Hitze (Zeit-Myzel, Seite 22)
Das Wasser ist angenehm kühl aber wohl warm genug, um ein halbes Stündchen zu baden. Danach geht es mir wirklich besser. Ob mich die Puma-Dame bereits einmal vor dem Schwarm der Blutsauger im Meer in Sicherheit gebracht hat? - Ich habe diesen Eindruck!
Wieder auf dem Trockenen bilden sich auf meiner entzündeten Haut Salzkristalle. Sie blitzen in der Sonne. Man kann fast zusehen, wie sich die violett verfärbten Einstichstellen entfärben und sich zu schließen beginnen.
Für die zutrauliche Puma-Dame fällt mir der Name "Fauch" ein.
Anschließend verschlafen wir den ganzen restlichen Nachmittag im schützenden Buschwerk.
Als Fauch mich anstößt und tatsächlich faucht, sehe ich Tellerauge aus dem Dickicht auf uns zukommen. Ich merke, dass sich Tellerauge und Fauch am liebsten gegenseitig zerfetzen würden. Völlig unerwartet setzen sich in meinem Kopf Bilder in Bewegung wie in zwei wilden Actionfilmen, deren Szenen ein unaufmerksamer Cutter falsch zusammen geschnitten hat. Klar ist nur, dass Telleraugen und Pumas um die gleiche Beute kämpfen, gekämpft haben und kämpfen werden. Dabei plündern Telleraugen die Puma-Kinderstube und Pumas jagen Telleraugen. Begreiflicherweise fürchten meine Freunde sich gegenseitig.
Meine Erinnerungen sagen mir, dass nur gemeinsam aufgezogene Hunde und Katzen diese Furcht nicht entwickeln. Meine beruhigenden Bilder von friedlich spielenden Katzen- und Hundekindern werden jäh unterbrochen.
Ein greller Blitz erhellt für einen Moment die dämmrige Szene. Ihm folgt ein schmetternder Schlag, der in einen in der Ferne verhallenden Donner übergeht. In einem der umstehenden Bäume bricht ein Ast brennend ab und stürzt neben Tellerauge auf den Boden.

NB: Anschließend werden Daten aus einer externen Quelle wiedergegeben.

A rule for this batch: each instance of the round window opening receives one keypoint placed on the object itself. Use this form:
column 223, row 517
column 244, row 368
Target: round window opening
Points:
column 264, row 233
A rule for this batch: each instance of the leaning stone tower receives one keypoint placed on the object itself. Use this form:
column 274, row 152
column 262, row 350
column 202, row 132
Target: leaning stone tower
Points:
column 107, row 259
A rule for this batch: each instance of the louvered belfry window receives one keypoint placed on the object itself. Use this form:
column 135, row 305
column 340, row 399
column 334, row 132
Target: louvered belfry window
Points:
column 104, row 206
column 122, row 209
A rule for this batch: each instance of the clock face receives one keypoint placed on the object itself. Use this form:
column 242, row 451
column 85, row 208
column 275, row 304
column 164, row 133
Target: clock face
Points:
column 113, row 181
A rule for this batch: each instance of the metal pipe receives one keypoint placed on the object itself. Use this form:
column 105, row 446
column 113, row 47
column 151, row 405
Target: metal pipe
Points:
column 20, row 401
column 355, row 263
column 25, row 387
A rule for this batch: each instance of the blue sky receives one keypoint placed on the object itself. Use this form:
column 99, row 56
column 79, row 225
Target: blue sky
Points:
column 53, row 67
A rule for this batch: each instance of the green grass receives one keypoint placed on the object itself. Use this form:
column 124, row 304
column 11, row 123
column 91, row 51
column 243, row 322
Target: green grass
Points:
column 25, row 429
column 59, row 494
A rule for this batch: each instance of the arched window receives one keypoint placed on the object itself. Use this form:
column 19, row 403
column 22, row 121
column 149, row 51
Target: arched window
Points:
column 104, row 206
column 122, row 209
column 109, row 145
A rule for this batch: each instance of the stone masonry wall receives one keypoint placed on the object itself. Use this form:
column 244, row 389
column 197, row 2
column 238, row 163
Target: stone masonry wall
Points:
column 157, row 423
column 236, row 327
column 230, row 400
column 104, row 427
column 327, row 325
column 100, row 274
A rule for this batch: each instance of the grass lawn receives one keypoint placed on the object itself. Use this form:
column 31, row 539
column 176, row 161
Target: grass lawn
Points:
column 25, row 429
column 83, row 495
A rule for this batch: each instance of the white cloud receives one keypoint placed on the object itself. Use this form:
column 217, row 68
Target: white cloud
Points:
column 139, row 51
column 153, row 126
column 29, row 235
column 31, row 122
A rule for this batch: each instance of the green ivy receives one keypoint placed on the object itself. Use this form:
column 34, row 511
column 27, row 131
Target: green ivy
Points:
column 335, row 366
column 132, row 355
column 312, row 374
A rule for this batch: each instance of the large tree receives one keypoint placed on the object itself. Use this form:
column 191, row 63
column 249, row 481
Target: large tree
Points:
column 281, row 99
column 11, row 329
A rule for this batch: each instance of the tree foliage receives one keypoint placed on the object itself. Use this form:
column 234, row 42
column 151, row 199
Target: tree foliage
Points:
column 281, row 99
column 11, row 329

Tellerauge macht einen Riesensatz zur Seite, rast auf unseren Busch zu, klettert hinein und duckt sich hinter mich, soweit von Fauch weg, wie möglich.
Fauch ihrerseits sieht aus wie ein Besen und schaut mit glühenden Augen über mich hinweg zu Tellerauge. Als von dort kein Angriff erfolgt duckt sie sich ebenfalls. Im laufe der folgenden Minuten rücken beide Wesen ganz dicht an mich heran. Um jedes lege ich meinen Arm. Die nächsten Blitzeinschläge sind dramatisch hell und irrsinnig laut. Allmählich wird es ruhiger und der Himmel öffnet seine Schleusen. Es wird unglaublich laut, wie bei einem Trommelwirbel.

Mein ursprünglich als Sonnenschutz gedachter Umhang baucht sich und droht zu reißen. Trotz meiner Schmerzen muss ich alle Augenblicke das sich sammelnde Wasser ausdrücken. Die Sache wird mir zu dumm! Ich binde die Ecken los und das nasse Ding fällt auf uns drei herunter. So sind wir nicht richtig trocken, können es aber aushalten. Fauch wie Tellerauge bekommen wieder je einen Arm. Als sich das Gewitter langsam beruhigt, fängt Fauch an zu schnurren und ich fange Tellerauges Bilder von der Umgebung auf. Der Bach ist übergelaufen und man sieht, wie sich silbrige Fische im viel zu flachen Wasser neben dem eigentlichen Bachlauf tummeln. Wenn sie in die Salzwasserzone geraten, springen und flitzen sie zurück.

Ich selbst stelle mir vor, wie Wibra einige Fische für uns aus dem Wasser holt, die wir nur noch einsammeln müssen. Ich wiederhole meine Vorstellung ein paar Mal.
Als ich ein vibrierendes Rascheln höre, glaube ich nicht, dass Wibra, die Libelle, wirklich kommt. Doch es ist so. Tellerauge vermeidet den einfacheren Weg über Fauch hinweg, kraxelt durch die Zweige und springt zu Boden. Wieder verblüfft mich die Kooperation von Tellerauge und Wibra, der beiden so verschiedenen Wesen.